Former Alabama Senator Jeff Sessions, now Trump’s Attorney General, is one of many southern politicians whose political career has served to bolster the white nationalist ethos in the U.S.
still cling to the Confederacy’s propaganda for the Civil War. So it is both hopeful and timely that the Mayor of New Orleans firmly denounced sympathy for the South’s lost, bygone cause in a recent speech. If the U.S. finds itself in an identity crisis today, as Brooks says, this speech is the most hopeful sign in these times that we as a nation are maturing and emerging into responsible adulthood.
After the New Orleans City Council voted in 2015 to remove all the city’s statues honoring southern heroes of the Civil War, Mayor Mitch Landrieu delivered the speech last month following the displacement of the renowned General Robert E. Lee’s statue. “The Confederacy”, the Mayor declared, “was on the wrong side of humanity”. The Mayor summed up what the removal of the statues meant for the City, the South, and the Nation with these words,
“This is however about showing the whole world that we as a city and as a people are able to acknowledge, understand, reconcile and most importantly, choose a better future for ourselves making straight what has been crooked and making right what was wrong. Otherwise, we will continue to pay a price with discord, with division and yes with violence.”

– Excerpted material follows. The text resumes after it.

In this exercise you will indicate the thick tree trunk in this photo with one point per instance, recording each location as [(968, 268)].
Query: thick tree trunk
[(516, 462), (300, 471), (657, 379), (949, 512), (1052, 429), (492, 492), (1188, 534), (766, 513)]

The speech included reminders of two facts of the city’s history for the audience and for the nation. First was a reminder of the founding principle of the Southern Confederacy.
“…..the Vice President of the Confederacy, Alexander Stephens, made it clear that the Confederate cause was about maintaining slavery and white supremacy. He said in his now famous ‘cornerstone speech’ that the Confederacy’s “cornerstone rests upon the great truth, that the negro is not equal to the white man; that slavery — subordination to the superior race — is his natural and normal condition. This, our new government, is the first, in the history of the world, based upon this great physical, philosophical, and moral truth.”
Secondly, he celebrated the variety of cultures represented by those who have built the city and called New Orleans “home”.
“You see — New Orleans is truly a city of many nations, a melting pot, a bubbling caldron of many cultures. There is no other place quite like it in the world that so eloquently exemplifies the uniquely American motto: e pluribus unum — out of many we are one.”
And then, like in a great sermon, the Mayor moves and convicts us by recounting a personal experience:
“Another friend asked me to consider these four monuments from the perspective of an African American mother or father trying to explain to their fifth grade daughter who Robert E. Lee is and why he stands atop of our beautiful city. Can you do it? Can you look into that young girl’s eyes and convince her that Robert E. Lee is there to encourage her? Do you think she will feel inspired and hopeful by that story? Do these monuments help her see a future with limitless potential? Have you ever thought that if her potential is limited, yours and mine are too? We all know the answer to these very simple questions. When you look into this child’s eyes is the moment when the searing truth comes into focus for us.”
As citizens of the nation founded on the “truth” that “all men are created equal”, we know in this era of Trump that we each of us are responsible for making real and living out this lofty founding vision of the nation. We remember that the man who wrote the words of the Declaration of Independence was himself a Virginia owner of slaves who also wrote these words,
“I tremble for my country when I reflect that God is just; that his justice cannot sleep forever.” – Thomas Jefferson
Is it possible that the country will in this time of political crisis finally address some of the ugly and brutal truths of our history and move on to “form a more perfect Union”? Is it possible that in this time we in the U.S. will join in efforts to “more closely connect with integrity to the founding principles of our nation” and move toward the “justice” Thomas Jefferson only dreamed about? The unity and future health of the United States depends on it.